Help is appreciated.
Update: Hey guys. Thanks a lot for all the thoughtful and helpful comments. I'm only 2 weeks into my role here, so I'm still learning the schema. So, this query is somewhere between a thumbsuck and an educated guess. Will start to answer all your questions now.
tb_cv is not connected to the other tables in the sub-query. I guess this is the root cause for the slow query. It causes generation of a Cartesian product, yielding a lot more rows than you probably need.
Other than that I'd say you need indexes on tb_jobseeker.created_at, tb_cv.created_at and tb_industry.industry_id, and you might want to get rid of the UNIX_TIMESTAMP() calls in the sub-query since they prevent use of an index. Use BETWEEN and the actual field values instead.
Here is my attempt at understanding your query and writing a better version. I guess you want to get the count of new jobseeker registrations and new uploaded CVs per month per industry:
SELECT
i.industry_id,
i.description,
MONTH(j.created_at) AS month_created,
YEAR(j.created_at) AS year_created,
COUNT(DISTINCT j.jobseeker_id) AS new_registrations,
COUNT(cv.cv_id) AS uploaded_cvs
FROM
tb_cv AS cv
INNER JOIN tb_jobseeker AS j ON j.jobseeker_id = cv.jobseeker_id
INNER JOIN tb_industry AS i ON i.industry_id = j.industry_id
WHERE
j.created_at BETWEEN '2009-05-01' AND '2009-05-31'
AND cv.created_at BETWEEN '2009-05-01' AND '2009-05-31'
GROUP BY
i.industry_id,
i.description,
MONTH(j.created_at),
YEAR(j.created_at)
A few things I noticed while writing the query:
you GROUP BY values you don't output in the end. Why? (I've added the grouped field to the output list.)
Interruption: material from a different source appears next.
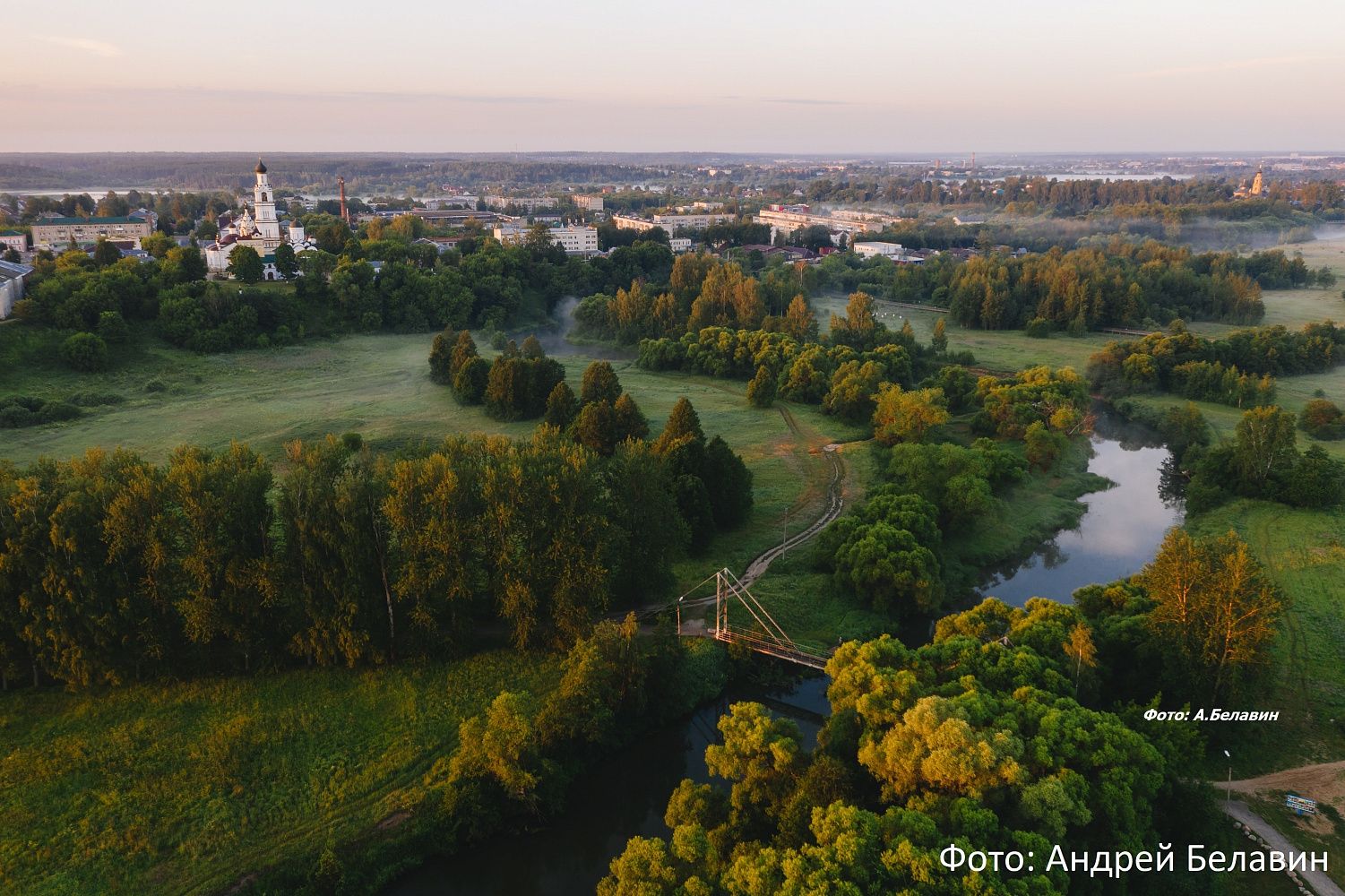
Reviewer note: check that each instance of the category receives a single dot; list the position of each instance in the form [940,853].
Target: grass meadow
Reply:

you JOIN three tables in the sub-query while only ever using values from one of them. Why? I don't see what it would be good for, other than filtering out CV records that don't have a jobseeker or an industry attached — which I find hard to imagine. (I've removed the entire sub-query and used a simple COUNT instead.)
Your sub-query returns the same value every time. Did you maybe mean to correlate it in some way, to the industry maybe?.
The sub-query runs once for every record in a grouped query without being wrapped in an aggregate function.
First and foremost it may be worth moving the 'UNIX_TIMESTAMP' conversions to the other side of the equation (that is, perform a reverse function on the literal timestamp values at the other side of the >= and <=). That'll avoid the inner query having to perform the conversions for every record, rather than once for the query.
Also, why does the uploaded_cvs query not have any where clause linking it to the outer query? Am I missing something here?